Peter Jackson’s From Genghis Khan to Tamerlane: The Reawakening of Mongol Asia was something I got the second it was released. It has long been my assertion that English language works on the Timurid period are rare enough. Much less ones also covering the post-unity Mongol prelude that led up to it. Sure, there are specific academic works about certain places or kingdoms in this period, but seeing the process of Mongol decline and Timurid rebirth all at once is an important and overlooked aspect of these two states. Indeed, as Jackson asserts, they really aren’t two different states at all. Or, more specifically, the Chaghatai Khanate (the Mongol successor state in Central Asia) and the Timurid Empire are the same state, but simply domestically usurped. You wouldn’t say the Napoleonic Empire was not a French state would you? And unless chroniclers of the time were refering to Timur as in an individual specifically, they usually referred to his state and army as Chaghataiid.
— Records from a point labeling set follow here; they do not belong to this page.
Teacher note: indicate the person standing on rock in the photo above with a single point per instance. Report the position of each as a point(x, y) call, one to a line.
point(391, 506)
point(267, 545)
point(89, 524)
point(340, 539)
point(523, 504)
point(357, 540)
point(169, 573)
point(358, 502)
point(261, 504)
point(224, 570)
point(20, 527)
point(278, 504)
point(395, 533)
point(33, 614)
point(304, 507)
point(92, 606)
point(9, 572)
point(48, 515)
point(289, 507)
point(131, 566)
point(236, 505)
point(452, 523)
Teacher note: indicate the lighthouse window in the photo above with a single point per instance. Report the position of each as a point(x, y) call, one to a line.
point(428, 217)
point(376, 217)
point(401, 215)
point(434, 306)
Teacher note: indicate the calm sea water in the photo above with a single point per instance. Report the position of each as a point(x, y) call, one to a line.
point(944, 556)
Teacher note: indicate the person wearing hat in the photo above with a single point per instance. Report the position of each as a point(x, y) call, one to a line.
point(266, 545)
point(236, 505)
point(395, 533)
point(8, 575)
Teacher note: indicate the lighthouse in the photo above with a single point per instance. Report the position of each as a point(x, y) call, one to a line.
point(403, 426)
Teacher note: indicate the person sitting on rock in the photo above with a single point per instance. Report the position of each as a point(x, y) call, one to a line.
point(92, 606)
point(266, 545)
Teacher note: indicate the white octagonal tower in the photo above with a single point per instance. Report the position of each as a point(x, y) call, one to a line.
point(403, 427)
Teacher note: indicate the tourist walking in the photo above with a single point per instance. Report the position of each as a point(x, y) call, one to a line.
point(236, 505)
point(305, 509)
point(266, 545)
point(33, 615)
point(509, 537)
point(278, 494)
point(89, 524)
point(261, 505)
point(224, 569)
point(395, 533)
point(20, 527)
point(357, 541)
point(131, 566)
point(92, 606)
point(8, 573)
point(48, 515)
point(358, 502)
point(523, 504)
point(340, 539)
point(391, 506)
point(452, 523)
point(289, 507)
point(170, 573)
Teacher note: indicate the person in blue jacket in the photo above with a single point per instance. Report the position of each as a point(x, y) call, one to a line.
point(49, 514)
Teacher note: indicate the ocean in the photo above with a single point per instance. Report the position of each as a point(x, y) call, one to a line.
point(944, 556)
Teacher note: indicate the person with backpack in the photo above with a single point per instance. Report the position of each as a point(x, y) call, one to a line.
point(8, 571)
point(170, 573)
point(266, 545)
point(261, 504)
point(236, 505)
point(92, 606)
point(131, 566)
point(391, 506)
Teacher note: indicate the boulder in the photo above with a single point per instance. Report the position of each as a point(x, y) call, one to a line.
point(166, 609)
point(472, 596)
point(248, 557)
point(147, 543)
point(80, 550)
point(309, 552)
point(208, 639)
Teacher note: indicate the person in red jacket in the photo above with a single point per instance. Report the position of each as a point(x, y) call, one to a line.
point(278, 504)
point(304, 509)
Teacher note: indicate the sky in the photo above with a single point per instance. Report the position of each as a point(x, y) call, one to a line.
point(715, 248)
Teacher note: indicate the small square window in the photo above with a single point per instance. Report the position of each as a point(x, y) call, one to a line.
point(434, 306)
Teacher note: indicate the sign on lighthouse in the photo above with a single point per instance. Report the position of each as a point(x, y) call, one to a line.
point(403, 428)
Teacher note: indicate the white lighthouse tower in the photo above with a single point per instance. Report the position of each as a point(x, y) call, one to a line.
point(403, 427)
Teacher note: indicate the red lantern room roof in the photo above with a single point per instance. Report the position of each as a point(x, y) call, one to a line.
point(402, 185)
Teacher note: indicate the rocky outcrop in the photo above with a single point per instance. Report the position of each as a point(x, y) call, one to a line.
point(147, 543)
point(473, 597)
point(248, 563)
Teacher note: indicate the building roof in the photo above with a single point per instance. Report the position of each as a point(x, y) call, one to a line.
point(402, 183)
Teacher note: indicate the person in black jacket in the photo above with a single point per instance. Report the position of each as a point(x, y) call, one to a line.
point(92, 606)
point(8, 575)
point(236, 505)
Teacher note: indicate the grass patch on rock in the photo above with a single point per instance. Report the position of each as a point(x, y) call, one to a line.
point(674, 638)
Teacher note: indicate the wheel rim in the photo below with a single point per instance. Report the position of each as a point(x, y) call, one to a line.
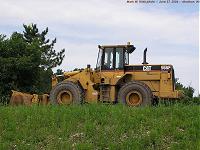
point(134, 98)
point(64, 97)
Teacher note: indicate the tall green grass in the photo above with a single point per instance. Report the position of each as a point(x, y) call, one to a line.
point(99, 127)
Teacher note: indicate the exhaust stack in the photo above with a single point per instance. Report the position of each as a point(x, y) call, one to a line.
point(144, 57)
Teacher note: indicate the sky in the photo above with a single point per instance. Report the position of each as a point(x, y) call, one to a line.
point(169, 31)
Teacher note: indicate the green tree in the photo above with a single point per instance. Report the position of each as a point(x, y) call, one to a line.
point(26, 61)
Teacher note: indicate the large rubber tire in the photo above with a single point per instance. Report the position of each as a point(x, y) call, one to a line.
point(135, 93)
point(66, 93)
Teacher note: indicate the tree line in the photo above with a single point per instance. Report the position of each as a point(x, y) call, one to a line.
point(26, 61)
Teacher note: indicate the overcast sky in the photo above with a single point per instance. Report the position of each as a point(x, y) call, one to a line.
point(169, 31)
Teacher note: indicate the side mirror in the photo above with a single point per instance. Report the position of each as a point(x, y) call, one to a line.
point(130, 49)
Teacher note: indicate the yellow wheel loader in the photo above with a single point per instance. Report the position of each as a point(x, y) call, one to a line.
point(114, 80)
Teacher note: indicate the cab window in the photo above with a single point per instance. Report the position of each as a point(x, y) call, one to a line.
point(108, 58)
point(119, 64)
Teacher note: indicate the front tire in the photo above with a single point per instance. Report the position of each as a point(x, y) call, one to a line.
point(66, 93)
point(135, 94)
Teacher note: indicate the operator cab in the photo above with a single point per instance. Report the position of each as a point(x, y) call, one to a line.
point(114, 57)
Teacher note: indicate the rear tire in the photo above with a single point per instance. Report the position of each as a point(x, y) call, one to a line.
point(135, 93)
point(66, 93)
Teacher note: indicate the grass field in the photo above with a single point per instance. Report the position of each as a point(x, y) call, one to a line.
point(100, 127)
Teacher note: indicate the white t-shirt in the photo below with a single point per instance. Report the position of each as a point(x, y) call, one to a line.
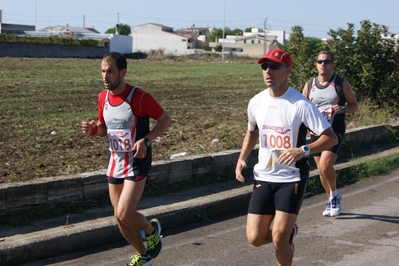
point(278, 120)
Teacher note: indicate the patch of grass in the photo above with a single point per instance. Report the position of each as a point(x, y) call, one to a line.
point(44, 101)
point(357, 173)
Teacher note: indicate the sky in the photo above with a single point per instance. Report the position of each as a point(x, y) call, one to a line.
point(315, 17)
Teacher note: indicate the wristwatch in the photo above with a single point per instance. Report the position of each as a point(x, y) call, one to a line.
point(147, 142)
point(306, 150)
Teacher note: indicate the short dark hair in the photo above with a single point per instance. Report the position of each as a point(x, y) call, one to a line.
point(328, 53)
point(120, 60)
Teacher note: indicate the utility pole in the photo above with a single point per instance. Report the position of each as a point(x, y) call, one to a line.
point(265, 36)
point(224, 22)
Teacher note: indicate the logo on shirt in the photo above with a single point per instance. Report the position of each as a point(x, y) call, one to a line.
point(278, 129)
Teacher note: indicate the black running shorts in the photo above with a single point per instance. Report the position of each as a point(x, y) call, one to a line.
point(267, 197)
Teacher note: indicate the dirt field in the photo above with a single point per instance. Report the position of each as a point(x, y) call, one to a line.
point(44, 101)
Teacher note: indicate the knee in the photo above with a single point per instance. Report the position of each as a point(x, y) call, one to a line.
point(279, 242)
point(123, 217)
point(255, 240)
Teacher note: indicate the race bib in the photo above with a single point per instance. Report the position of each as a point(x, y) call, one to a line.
point(326, 111)
point(276, 137)
point(120, 140)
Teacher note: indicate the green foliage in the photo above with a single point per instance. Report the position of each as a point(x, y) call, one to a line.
point(124, 29)
point(369, 62)
point(48, 40)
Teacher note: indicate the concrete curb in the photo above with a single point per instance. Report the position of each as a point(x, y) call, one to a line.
point(36, 245)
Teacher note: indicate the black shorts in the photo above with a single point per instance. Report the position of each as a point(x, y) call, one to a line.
point(268, 197)
point(333, 149)
point(116, 181)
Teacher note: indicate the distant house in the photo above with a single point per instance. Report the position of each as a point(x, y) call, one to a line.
point(115, 42)
point(12, 29)
point(152, 37)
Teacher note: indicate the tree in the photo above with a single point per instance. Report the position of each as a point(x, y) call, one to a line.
point(368, 61)
point(124, 29)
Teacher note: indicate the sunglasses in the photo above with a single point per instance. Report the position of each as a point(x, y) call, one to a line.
point(273, 66)
point(326, 62)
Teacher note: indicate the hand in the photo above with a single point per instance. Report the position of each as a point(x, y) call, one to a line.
point(140, 149)
point(241, 164)
point(287, 157)
point(87, 127)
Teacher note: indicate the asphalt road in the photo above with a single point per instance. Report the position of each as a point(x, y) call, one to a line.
point(366, 233)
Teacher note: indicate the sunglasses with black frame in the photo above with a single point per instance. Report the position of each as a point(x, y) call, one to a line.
point(326, 62)
point(272, 66)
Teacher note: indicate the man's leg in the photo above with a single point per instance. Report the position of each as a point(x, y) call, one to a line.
point(124, 199)
point(281, 233)
point(325, 165)
point(258, 229)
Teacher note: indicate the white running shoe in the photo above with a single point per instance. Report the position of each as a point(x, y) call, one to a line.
point(336, 207)
point(326, 212)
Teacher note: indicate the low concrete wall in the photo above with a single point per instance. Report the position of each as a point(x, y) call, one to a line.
point(48, 192)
A brief overview of the rise of the Mongols and then a focus on their post-unity decline and various fates of the successor states give us a full and meaty text. We then see the intermediate period of full Ilkhanate and partial Chaghatai state failure and fragmentation and then, only in the third, final (but most substantial) book subsection, the rise of Emir Timur with a short final chapter on the fairly rapid fall of the empire. Jackson does not deny the differences in the periods at the start and end of his work, but emphasizes continuity in many places which are often overlooked. We get citations from numerous contemporary historians to all kinds of aspects of this period, such as attitudes towards various peoples, how rule was legitimized, the large amount of the nomadic people that retained shamanism even after official societal conversion to Islam, and the courtly public debates between Chinggis Khan’s proto-constitutional Yasa (eventually called Tore) and Sharia law. There are also numerous asides about rival dynasties that emerged in the political vacuums that arose in the post-Mongol world. (If you would like another great book on this subject do check out Patrick Wing’s The Jalayirids.)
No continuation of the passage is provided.